Pins + IO Echo @ Birthdays, Dalston

The singer does that nonchalant mooch back and forth - the one that Ian Brown built a career on, looking gloomily disgusted with the world. Only in this case, the singer's a bone-sized blonde with the silhouette of a screwdriver and a floorlength pale pink kimono billowing around her. LA's IO Echo start like Stereolab, wearing their detached cool like armour, but they rapidly heat up and abandon themselves to the kind of mad, passionate MGMT pop where the guitars and bass boing around getting in your face and making jazz hands at your ears like incomprehensible idiots at a party.

It's kind of a let down when they feel the need to namedrop the bands who came to see them play but fuck it, they're good, so let's not hate on them too much.
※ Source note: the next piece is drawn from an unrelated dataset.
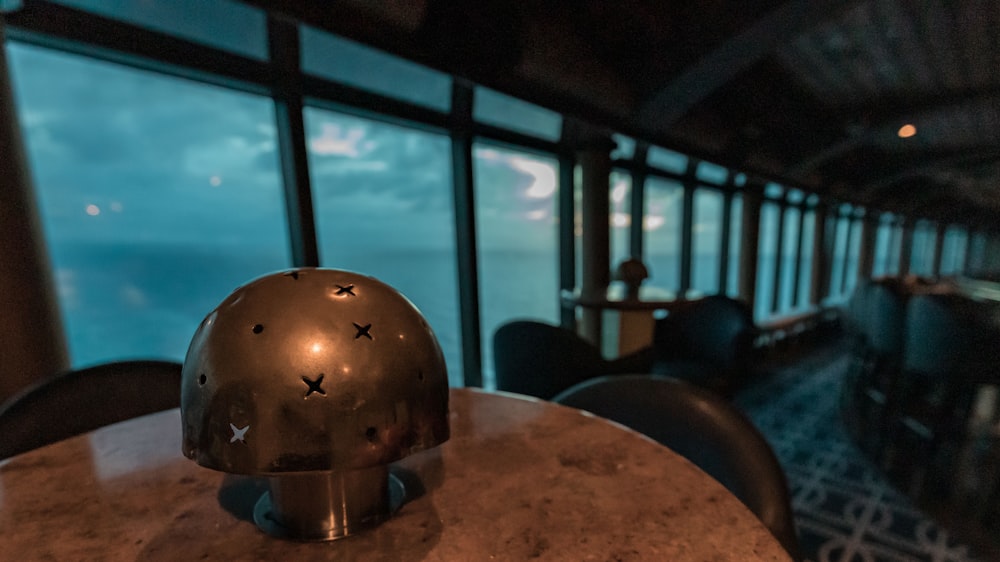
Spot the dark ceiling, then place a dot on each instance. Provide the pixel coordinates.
(808, 92)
It's apt enough that they give chops to the Big Pink, because the London duo's seismic, belligerent sound is represented here in full force. It'll be interesting to see how this translates on record, because when you step back twenty feet IO Echo don't have the power to change your mind, let alone your life. But suspend disbelief and step back into the blast zone of the speakers and it makes instant, perfect sense. The bass drills through Birthdays' eyewatering sound system like Shell in the Niger Delta, and while there's not a new note to be found, it's a satisfying, sexy noise they make.
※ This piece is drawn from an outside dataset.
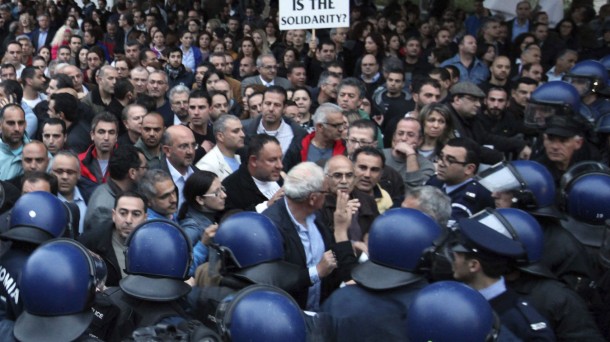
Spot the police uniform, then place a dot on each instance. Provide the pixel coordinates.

The problem with Pins is that Dum Dum Girls were doing this before them, and Vivian Girls before that, and the Raveonettes before that, and the Shangri-Las waaay before...you get the picture. Unlike Pins, they all added something new to the mix. Gurlvox over a nihilistic, doomed wave of not-so-nostalgic surf guitar is never not gonna sound good, but... is this it? There has to be something new to add to this genre, but Pins didn't pack it with their flightcases, arriving instead with glum looks, sharp hair and, seemingly, the hope that this is enough. It's not. They don't attack with enough conviction to justify music so frantically referential. It's slick and familiar when they break from the 60s retro and dip into Suicide's isolated, paranoid crackle instead, but the lack of personal ideas still rankles. Hey, Pins - do more! Be more! Show us something new. Find a way to put it all together differently, or just do it harder than anyone else.